# Logistic Regression with (Normal) Distributions for Independent Variables

Consider the logistic regression where $Y_i \in {0,1}$ are dependent variable observations and $X_i \in \mathbb{R}$ are the independent variables.

However we do not observe the $X_i$ themselves. Instead we observe some vector of parameters $\boldsymbol{\mu}_i$ and we know the distribution $F$ s.t. $F(X_i|\boldsymbol{\mu}_i)$.

How can we perform a logistic regression where the $X_i$ are not themselves observed?
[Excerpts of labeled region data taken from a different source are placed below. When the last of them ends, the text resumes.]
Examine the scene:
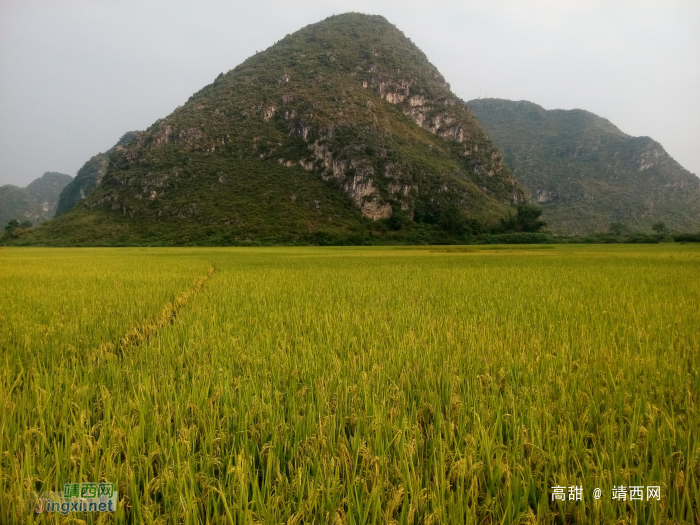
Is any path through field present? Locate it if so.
[0,245,700,525]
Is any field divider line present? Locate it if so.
[115,266,216,355]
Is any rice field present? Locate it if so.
[0,244,700,525]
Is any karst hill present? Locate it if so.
[469,99,700,235]
[13,13,524,245]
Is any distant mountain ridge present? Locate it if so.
[468,99,700,235]
[0,171,73,227]
[12,13,524,244]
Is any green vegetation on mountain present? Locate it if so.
[468,99,700,235]
[10,13,524,245]
[56,131,137,216]
[0,172,73,227]
[0,184,44,227]
[25,171,73,218]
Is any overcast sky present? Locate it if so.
[0,0,700,186]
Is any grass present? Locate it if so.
[0,245,700,524]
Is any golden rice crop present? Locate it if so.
[0,245,700,525]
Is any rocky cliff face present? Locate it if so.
[54,131,138,217]
[469,99,700,234]
[16,13,524,246]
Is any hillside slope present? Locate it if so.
[13,13,524,244]
[0,184,44,225]
[25,171,73,219]
[468,99,700,234]
[0,171,73,225]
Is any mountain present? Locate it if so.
[0,184,45,225]
[468,99,700,234]
[0,172,73,228]
[56,131,138,216]
[25,171,73,218]
[13,13,524,245]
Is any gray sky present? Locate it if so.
[0,0,700,186]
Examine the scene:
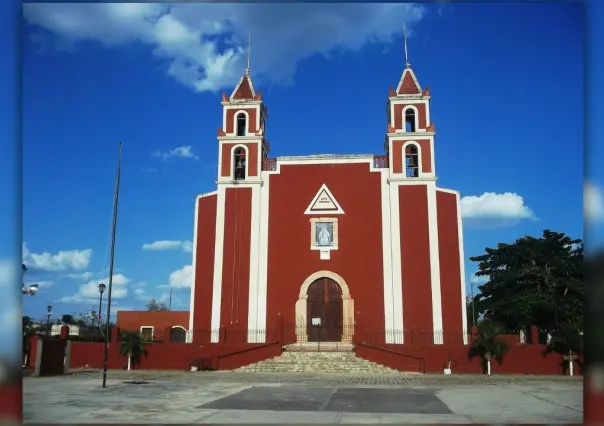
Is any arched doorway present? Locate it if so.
[306,277,343,342]
[170,326,187,343]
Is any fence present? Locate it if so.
[55,323,580,374]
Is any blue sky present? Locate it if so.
[11,4,604,326]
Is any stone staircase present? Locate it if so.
[233,345,401,375]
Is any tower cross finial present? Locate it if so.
[245,31,252,75]
[403,24,411,68]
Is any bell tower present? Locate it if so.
[218,35,269,184]
[384,25,436,181]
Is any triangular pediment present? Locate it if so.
[231,75,256,100]
[304,184,344,214]
[396,68,422,95]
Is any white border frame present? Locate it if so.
[304,184,344,214]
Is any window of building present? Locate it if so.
[170,325,187,343]
[233,147,247,180]
[405,108,415,133]
[141,326,153,342]
[405,145,419,177]
[237,112,247,136]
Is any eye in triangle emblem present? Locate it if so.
[304,184,344,214]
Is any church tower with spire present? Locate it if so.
[188,27,467,352]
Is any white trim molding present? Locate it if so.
[229,74,256,102]
[401,105,425,133]
[232,109,250,137]
[247,185,266,343]
[255,172,271,343]
[455,191,468,345]
[396,68,422,97]
[210,185,226,343]
[401,141,429,179]
[384,182,405,344]
[229,144,250,181]
[304,184,344,214]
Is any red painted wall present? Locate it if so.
[391,139,432,173]
[399,185,433,334]
[220,188,252,329]
[355,339,581,375]
[69,327,281,370]
[267,164,384,329]
[436,190,466,343]
[116,311,189,339]
[192,194,216,343]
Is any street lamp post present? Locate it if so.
[46,305,52,336]
[98,283,107,327]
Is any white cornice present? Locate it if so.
[388,95,432,102]
[220,99,262,107]
[386,132,436,140]
[217,135,264,143]
[388,176,438,185]
[277,154,375,163]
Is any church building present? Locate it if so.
[189,41,467,344]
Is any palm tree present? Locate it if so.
[543,328,583,376]
[120,331,147,371]
[468,320,509,376]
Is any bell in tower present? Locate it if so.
[234,148,245,180]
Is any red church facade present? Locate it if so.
[189,60,467,344]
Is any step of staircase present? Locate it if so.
[233,344,401,375]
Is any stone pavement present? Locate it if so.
[23,371,583,423]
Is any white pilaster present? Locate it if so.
[247,184,262,343]
[256,172,271,343]
[210,185,226,343]
[426,182,444,345]
[386,182,405,344]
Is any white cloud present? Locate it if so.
[0,259,14,290]
[170,265,193,288]
[25,280,55,288]
[23,3,425,92]
[470,274,489,285]
[61,274,130,303]
[583,182,604,222]
[460,192,536,227]
[143,240,193,252]
[0,259,21,360]
[152,146,199,161]
[64,272,94,280]
[23,243,92,271]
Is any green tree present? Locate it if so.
[470,229,583,330]
[120,331,147,370]
[543,328,583,376]
[468,320,509,375]
[145,299,168,312]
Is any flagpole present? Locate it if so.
[103,142,122,388]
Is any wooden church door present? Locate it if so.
[306,278,343,342]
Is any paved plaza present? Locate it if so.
[23,371,583,424]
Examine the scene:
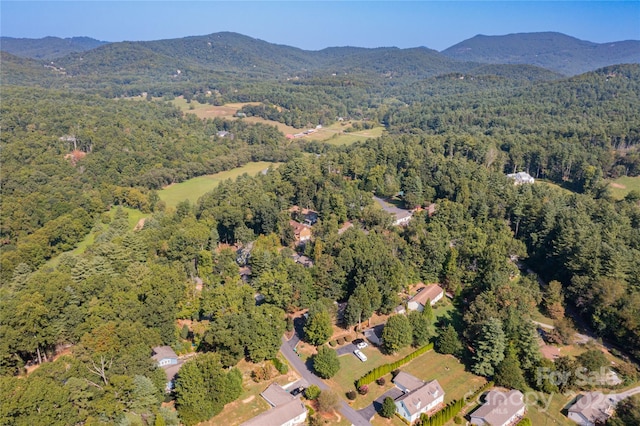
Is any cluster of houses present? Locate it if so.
[286,124,322,139]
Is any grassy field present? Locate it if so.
[46,206,147,268]
[171,97,384,145]
[158,161,279,207]
[205,360,300,426]
[608,176,640,200]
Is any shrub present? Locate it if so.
[380,397,396,419]
[318,390,340,413]
[272,358,289,374]
[304,385,320,400]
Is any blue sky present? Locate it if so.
[0,0,640,50]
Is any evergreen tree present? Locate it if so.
[407,311,431,348]
[382,315,413,353]
[304,307,333,346]
[472,318,506,377]
[494,348,526,391]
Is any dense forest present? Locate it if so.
[0,31,640,425]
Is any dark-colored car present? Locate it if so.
[290,386,304,396]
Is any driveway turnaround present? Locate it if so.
[280,335,371,426]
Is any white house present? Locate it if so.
[151,346,182,392]
[507,172,535,185]
[241,383,307,426]
[407,283,444,312]
[393,371,444,423]
[471,390,526,426]
[567,392,615,426]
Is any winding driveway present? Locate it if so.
[280,326,371,426]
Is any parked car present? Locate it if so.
[290,386,304,396]
[353,349,367,362]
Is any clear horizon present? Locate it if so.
[0,1,640,51]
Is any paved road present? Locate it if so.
[280,334,371,426]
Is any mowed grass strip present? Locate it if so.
[608,176,640,200]
[158,161,280,207]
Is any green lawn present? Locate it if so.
[46,206,148,268]
[320,125,385,145]
[608,176,640,200]
[158,161,279,207]
[205,360,299,426]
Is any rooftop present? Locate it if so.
[471,390,524,425]
[396,380,444,415]
[569,392,615,423]
[409,284,444,306]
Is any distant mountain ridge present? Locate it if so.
[0,37,108,59]
[441,32,640,75]
[0,32,640,91]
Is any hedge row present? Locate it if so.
[417,399,465,426]
[356,343,433,389]
[466,382,495,402]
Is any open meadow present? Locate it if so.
[158,161,280,207]
[608,176,640,200]
[171,97,385,145]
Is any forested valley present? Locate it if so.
[0,31,640,425]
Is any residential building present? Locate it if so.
[471,390,526,426]
[567,392,615,426]
[373,197,413,226]
[241,383,307,426]
[507,172,535,185]
[393,371,444,423]
[151,346,182,392]
[407,283,444,312]
[289,220,311,244]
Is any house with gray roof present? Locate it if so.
[471,390,526,426]
[241,383,307,426]
[393,371,444,423]
[151,346,182,392]
[567,392,616,426]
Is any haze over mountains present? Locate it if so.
[0,32,640,78]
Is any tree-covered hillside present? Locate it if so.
[0,33,640,426]
[442,32,640,75]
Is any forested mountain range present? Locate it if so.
[0,28,640,425]
[0,37,108,59]
[442,32,640,75]
[3,32,640,94]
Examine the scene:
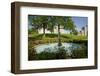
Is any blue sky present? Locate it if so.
[72,17,88,29]
[28,16,88,31]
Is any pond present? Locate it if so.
[34,43,85,54]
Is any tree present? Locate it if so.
[64,16,76,32]
[47,16,55,34]
[33,16,48,37]
[82,27,85,36]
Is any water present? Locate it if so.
[34,43,81,53]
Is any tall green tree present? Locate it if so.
[64,16,76,32]
[33,16,48,37]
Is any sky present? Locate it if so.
[72,17,88,30]
[28,15,88,31]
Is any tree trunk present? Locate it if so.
[58,25,62,46]
[43,24,45,37]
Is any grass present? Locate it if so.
[28,34,87,44]
[28,33,87,60]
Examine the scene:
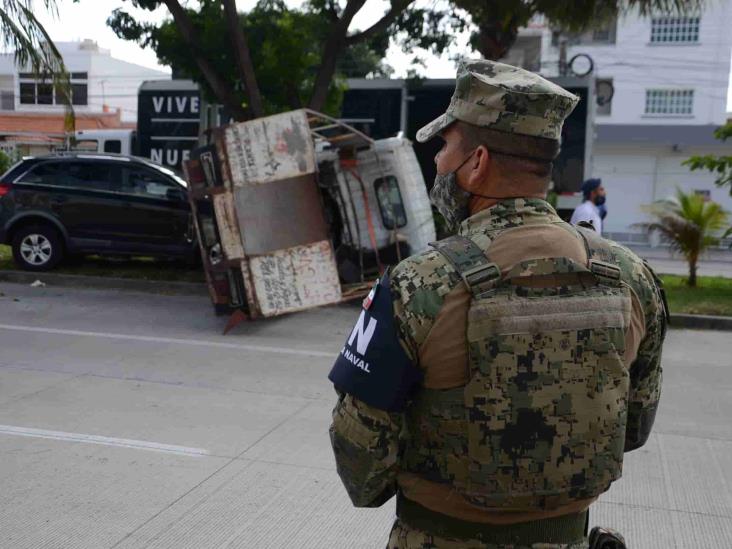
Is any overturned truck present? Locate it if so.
[184,109,435,320]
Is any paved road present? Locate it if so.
[0,284,732,549]
[632,246,732,278]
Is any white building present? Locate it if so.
[0,40,170,122]
[532,0,732,241]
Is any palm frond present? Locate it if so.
[634,189,730,262]
[0,0,74,131]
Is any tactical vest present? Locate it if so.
[401,225,631,510]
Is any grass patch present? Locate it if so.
[0,245,206,282]
[661,275,732,316]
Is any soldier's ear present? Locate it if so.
[467,145,491,189]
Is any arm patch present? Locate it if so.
[328,273,422,412]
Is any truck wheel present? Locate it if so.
[13,225,64,271]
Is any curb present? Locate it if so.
[0,271,208,296]
[670,314,732,331]
[0,270,732,331]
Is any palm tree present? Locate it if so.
[0,0,74,127]
[635,189,729,288]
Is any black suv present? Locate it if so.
[0,153,198,271]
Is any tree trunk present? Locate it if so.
[309,0,366,111]
[688,259,696,288]
[474,23,518,61]
[224,0,264,118]
[163,0,248,120]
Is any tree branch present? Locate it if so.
[309,0,366,111]
[162,0,249,120]
[346,0,414,46]
[223,0,264,118]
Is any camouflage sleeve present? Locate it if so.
[330,252,460,507]
[622,248,668,452]
[330,394,402,507]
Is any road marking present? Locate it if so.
[0,324,337,358]
[0,425,208,456]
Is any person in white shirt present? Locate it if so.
[570,179,605,234]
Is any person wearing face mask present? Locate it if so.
[329,60,667,549]
[570,179,607,234]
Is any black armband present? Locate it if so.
[328,273,422,412]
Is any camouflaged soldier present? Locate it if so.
[330,61,666,549]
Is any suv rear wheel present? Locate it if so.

For $F$ a general distribution, one way may be to sample for each $i$, many values from $F(X_i|\boldsymbol{\mu}_i)$ and put them all into the regression model as observations.

Can we do things more efficiently if we know for example that $F$ is a normal distribution?

I think you can also go for a maximum likelihood approach considering the $$x_i$$ are latent variables over which you marginalize a likelihood.
Let's say the likelihood of your usual logistic regression, if you oberved the $$x$$ values, is $$\mathcal{L}(\beta, x, y)$$ where $$\beta$$ is the vector of parameters (typically, $$\mathcal{L}(\beta, x, y) = (\frac{1}{1 + e^{-\beta x}})^y (\frac{1}{1 + e^{\beta x}})^{1 - y}$$).
Then the likelihood only observing $$\mu$$ and $$y$$ is $$\mathcal{L}(\beta, y, \mu) = \mathbb{E}_{X \sim F_{\mu}}[\mathcal{L}(\beta, y, X)]$$ And the total likelihood is just the product of the likelihoods over all observed $$(y_i, \mu_i)$$.
Unfortunately, these expectations may be untractable (maybe for a simple normal distribution it is not, but it is not obvious to me...), so you can estimate them by Monte Carlo. For instance, sample $$x_i \sim F_{\mu_i}$$ and take empirical mean of $$\mathcal{L}(\beta, y_i, x_i)$$. I don't think that this is equivalent to simulating data according to $$F_{\mu_i}$$ and put them into the model, but it would be nice to see the links...
Another way would be to go with an E-M algorithm (where $$x_i$$ are the latent variables) to maximize this likelihood, this would vertainly be more computationally efficient.